11. Todo aquel que fue descalificado por Paul Schaefer fue visto también por la gran mayoría como una persona indigna, de segunda clase, y esta valoración, lamentablemente, ha traido graves secuelas pasivas y activas hasta la fecha. Más aún, los que desobedecieron las órdenes o disintieron en lo más mínimo fueron objeto de atroces castigos, y aun de torturas. Se les suministraron, además, altas dosis de tranquilizantes, se les aplicaron electrochoques, y se les aisló de los demás por periodos prolongados de tiempo, incluso años. De esta forma, Schaefer anuló nuestra personalidad, eliminó cualquier pensamiento de rebelión y tuvo a su disposición personas que solo pensaban en sobrevivir, no disgustando al líder omnisciente, siempre vigilante y listo para castigar nuestros errores. Hoy día vemos claramente su personalidad ambigua, por un lado sabía convencer con simpatía y por otro castigaba en forma sádica.

12. Según las informaciones que hoy saltan a la luz, después del golpe militar Schaefer colaboró activamente en la represión de opositores políticos. El facilitó nuestra Villa para la detención y opresión de personas perseguidas por el régimen, cometiéndose dentro de ella horribles actos. Anteriormente estábamos convencidos de que estas acusaciones eran calumnias, pues el sistema de control compartimentado, ideado por Schaefer, mantuvo a la gente con el mínimo de información y prácticamente en la ignorancia de los sucesos que acontecían en la Villa.

13. Nos damos cuenta ahora de que se han cometido graves delitos, cuyo esclarecimiento definitivo esperamos de la justicia, con la que queremos colaborar en la medida de nuestras fuerzas y de nuestros conocimientos. Comprendemos y respetamos la pena y dolor de todas las personas que sufrieron, después de septiembre de 1973, la pérdida de parientes cercanos, y especialmente de aquéllas que todavía se encuentran en la incertidumbre sobre el destino de sus seres queridos.

14. Lamentamos que el sincero esfuerzo de nosotros por hacer el bien a través del Hospital, en el que nos esforzamos cuidando día y noche de los niños y adultos enfermos, llegados de los alrededores y de lugares muy apartados de la Cordillera, haya sido utilizado también como una pantalla por Paul Schaefer. Nuestro Hospital fue también el lugar en el que se transgredieron nuestros propios derechos humanos, sometiéndonos a toda suerte de apremios para dominar lo que quedaba de nuestra autonomía y voluntad.

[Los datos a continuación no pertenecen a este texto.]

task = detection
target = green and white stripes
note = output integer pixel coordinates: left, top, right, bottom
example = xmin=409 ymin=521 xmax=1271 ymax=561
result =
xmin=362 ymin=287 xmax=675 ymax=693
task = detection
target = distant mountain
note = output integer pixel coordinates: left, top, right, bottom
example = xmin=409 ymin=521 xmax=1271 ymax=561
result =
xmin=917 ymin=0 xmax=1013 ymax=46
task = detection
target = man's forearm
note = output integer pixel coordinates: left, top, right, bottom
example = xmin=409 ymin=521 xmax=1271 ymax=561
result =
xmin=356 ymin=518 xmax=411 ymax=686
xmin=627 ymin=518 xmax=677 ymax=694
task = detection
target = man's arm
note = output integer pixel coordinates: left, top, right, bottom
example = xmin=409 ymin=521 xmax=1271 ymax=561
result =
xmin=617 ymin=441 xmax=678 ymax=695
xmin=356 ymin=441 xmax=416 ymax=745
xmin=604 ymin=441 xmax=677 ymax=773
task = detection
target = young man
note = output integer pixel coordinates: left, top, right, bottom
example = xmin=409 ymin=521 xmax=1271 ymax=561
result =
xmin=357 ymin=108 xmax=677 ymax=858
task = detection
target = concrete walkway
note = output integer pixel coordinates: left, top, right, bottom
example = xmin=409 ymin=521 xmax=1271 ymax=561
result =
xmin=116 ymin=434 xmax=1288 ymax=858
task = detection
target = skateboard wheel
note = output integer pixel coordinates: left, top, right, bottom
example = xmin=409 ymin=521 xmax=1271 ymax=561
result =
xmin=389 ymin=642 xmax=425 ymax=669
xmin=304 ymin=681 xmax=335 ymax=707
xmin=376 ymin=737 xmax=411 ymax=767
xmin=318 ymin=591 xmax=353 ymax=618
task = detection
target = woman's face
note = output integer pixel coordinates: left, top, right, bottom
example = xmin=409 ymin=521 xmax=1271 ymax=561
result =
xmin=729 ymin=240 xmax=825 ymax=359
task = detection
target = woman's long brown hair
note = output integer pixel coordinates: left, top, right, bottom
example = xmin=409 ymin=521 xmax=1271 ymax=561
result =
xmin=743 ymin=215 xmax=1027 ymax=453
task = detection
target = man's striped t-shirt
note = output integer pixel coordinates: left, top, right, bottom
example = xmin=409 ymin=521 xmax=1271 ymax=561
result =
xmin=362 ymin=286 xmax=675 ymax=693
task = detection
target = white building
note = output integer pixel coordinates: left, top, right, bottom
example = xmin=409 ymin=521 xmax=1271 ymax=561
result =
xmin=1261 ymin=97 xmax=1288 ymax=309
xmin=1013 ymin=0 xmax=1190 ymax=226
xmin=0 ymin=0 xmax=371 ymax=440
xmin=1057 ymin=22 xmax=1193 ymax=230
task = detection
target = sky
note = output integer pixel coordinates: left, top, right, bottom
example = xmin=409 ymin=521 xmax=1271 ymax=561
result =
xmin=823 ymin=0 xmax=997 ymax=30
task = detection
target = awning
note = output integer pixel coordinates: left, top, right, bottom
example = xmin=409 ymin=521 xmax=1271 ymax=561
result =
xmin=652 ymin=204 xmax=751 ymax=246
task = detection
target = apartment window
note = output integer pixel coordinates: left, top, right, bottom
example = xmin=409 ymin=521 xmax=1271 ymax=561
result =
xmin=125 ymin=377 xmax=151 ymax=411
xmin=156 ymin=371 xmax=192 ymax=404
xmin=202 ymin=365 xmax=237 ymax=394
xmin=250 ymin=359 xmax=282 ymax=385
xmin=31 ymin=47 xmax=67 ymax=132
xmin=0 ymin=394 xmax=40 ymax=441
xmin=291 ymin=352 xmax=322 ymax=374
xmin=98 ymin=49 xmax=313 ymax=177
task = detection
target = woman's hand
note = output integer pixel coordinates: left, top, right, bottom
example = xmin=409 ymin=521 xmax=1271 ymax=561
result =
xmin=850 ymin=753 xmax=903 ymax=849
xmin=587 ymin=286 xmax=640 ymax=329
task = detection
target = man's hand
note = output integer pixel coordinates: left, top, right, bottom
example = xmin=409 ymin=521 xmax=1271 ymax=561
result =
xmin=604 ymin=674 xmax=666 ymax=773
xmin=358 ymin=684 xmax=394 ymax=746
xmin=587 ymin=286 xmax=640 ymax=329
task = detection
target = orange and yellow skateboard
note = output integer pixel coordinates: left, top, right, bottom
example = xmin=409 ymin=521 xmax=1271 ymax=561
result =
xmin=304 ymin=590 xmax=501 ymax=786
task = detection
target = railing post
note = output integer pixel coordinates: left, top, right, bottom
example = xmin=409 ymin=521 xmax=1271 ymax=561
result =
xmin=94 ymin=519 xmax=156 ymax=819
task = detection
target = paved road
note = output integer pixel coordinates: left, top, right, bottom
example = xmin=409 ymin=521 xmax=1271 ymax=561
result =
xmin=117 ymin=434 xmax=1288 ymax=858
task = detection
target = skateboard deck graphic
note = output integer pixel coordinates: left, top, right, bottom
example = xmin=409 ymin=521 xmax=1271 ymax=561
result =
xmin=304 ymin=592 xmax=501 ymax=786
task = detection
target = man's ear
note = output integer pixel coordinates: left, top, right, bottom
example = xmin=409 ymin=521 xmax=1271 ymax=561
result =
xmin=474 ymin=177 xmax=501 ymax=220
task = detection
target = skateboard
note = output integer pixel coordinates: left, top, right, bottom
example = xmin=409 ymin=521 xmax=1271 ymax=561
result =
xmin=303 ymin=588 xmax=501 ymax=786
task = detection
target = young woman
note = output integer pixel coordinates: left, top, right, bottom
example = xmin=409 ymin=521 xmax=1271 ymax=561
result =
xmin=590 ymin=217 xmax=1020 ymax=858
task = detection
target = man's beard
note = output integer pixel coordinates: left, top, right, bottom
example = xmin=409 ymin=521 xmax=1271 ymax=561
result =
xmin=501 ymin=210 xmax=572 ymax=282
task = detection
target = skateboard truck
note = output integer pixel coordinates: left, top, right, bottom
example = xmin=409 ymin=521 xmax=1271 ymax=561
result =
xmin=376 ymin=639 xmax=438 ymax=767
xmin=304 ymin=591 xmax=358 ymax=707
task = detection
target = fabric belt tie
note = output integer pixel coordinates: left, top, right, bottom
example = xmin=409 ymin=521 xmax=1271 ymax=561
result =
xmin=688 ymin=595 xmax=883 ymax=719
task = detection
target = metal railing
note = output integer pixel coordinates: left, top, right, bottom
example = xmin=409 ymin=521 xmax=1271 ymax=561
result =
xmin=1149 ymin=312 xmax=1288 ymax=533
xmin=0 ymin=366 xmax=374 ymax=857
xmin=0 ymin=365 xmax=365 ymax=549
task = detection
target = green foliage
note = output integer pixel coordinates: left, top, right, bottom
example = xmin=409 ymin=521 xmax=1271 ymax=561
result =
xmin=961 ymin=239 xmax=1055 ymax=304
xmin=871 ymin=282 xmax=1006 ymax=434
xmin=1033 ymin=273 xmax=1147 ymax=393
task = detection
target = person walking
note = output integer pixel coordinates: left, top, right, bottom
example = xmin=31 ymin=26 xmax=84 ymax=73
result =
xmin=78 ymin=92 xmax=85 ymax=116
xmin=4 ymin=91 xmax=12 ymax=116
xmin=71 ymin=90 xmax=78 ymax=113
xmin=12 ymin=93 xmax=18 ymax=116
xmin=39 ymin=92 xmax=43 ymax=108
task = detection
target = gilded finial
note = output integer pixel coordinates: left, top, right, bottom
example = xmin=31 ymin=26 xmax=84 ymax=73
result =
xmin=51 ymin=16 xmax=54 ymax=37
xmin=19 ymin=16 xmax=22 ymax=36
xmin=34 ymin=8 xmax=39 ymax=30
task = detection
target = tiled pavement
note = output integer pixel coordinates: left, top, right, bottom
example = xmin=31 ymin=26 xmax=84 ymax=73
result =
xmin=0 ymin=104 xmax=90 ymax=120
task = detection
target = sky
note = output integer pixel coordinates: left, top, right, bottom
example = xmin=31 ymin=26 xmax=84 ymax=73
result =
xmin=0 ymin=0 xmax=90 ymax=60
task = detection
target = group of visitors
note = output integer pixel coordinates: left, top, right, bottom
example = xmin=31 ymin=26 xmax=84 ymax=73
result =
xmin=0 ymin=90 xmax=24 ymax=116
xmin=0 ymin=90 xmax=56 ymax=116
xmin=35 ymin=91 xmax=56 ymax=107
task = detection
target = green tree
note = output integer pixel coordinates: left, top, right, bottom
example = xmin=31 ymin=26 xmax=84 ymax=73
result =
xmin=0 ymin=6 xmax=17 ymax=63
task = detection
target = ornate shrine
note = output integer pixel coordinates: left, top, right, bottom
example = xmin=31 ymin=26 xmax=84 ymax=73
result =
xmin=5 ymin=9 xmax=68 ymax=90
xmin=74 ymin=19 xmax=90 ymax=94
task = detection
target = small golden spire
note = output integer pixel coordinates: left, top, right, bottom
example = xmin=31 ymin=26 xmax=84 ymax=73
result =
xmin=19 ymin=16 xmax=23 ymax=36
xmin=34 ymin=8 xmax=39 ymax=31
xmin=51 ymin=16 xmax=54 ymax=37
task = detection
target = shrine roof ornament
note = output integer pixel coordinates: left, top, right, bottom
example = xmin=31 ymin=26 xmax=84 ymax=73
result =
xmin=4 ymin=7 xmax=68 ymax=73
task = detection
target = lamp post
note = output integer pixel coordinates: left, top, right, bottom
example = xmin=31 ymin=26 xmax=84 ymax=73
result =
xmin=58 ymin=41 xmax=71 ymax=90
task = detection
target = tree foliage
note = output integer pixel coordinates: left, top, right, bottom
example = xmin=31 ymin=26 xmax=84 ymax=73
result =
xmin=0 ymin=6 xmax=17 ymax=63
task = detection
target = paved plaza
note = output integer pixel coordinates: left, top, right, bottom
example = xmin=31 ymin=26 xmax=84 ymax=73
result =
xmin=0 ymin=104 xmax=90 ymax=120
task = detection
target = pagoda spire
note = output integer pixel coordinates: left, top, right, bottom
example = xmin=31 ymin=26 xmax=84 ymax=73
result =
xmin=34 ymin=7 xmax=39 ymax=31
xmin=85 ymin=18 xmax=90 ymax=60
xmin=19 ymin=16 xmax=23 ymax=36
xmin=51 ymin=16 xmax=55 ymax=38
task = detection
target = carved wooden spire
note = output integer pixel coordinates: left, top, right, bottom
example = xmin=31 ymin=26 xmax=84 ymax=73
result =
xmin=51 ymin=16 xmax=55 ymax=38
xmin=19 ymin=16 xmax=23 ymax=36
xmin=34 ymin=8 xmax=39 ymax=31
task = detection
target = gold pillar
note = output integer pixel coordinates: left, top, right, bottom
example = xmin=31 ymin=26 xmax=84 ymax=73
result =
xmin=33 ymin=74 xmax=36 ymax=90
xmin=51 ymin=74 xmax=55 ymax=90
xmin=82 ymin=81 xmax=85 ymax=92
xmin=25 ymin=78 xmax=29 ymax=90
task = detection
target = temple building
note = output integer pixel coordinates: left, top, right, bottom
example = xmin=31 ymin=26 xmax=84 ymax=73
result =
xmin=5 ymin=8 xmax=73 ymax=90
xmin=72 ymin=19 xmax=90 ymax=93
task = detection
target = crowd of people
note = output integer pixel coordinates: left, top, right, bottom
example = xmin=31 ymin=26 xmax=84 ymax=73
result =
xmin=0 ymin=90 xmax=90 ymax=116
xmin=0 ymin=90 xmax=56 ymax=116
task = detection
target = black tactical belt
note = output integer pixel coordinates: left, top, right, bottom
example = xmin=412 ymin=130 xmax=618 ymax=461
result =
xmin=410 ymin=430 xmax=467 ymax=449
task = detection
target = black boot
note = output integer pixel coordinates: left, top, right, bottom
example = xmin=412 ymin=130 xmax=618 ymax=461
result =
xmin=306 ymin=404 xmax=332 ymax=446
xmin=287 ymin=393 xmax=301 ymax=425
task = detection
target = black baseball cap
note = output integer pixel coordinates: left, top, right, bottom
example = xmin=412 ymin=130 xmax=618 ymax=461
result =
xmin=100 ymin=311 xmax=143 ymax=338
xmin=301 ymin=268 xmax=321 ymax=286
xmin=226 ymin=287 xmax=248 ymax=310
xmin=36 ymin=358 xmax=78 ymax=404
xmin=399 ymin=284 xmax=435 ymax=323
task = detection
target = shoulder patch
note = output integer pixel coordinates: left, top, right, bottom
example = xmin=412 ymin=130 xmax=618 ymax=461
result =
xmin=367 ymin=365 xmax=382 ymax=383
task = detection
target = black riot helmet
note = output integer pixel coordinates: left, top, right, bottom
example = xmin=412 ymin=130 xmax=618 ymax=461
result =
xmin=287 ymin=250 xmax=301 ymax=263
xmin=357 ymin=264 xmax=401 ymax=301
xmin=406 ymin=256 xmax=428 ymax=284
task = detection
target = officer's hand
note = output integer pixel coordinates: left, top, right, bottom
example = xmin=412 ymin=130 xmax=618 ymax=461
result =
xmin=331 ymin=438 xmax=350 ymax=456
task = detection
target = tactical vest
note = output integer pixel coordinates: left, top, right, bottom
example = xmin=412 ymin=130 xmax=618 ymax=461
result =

15. Fuimos engañados y utilizados por Paul Schaefer y en ese engaño y utilización nos hicimos daño a nosotros y a nuestras familias. Cargaremos con la culpa de no habernos rebelado frente al líder despótico; y con la culpa de que en nuestro predio se detuvo ilegalmente a personas, algunas de las cuales habrían sido ultimadas y cuyos cadáveres han desaparecido.

16. Como miembros de esta comunidad conformada por ciudadanos alemanes y chilenos, queremos esforzarnos para tener la oportunidad de ser perdonados y de reinsertarnos en la sociedad chilena. Reconocemos y agradecemos los esfuerzos que las autoridades de Chile y Alemania hacen con ese propósito. Queremos demostrar que somos gente de paz y trabajo, y aspiramos también a tener la oportunidad de trabajar por el bien de nuestras familias y de nuestros trabajadores.

17. Estamos dispuestos a colaborar, para así disminuir los sufrimientos que hemos causado a otros y a nosotros, para que en Villa Baviera nunca más ocurran los horrores del pasado.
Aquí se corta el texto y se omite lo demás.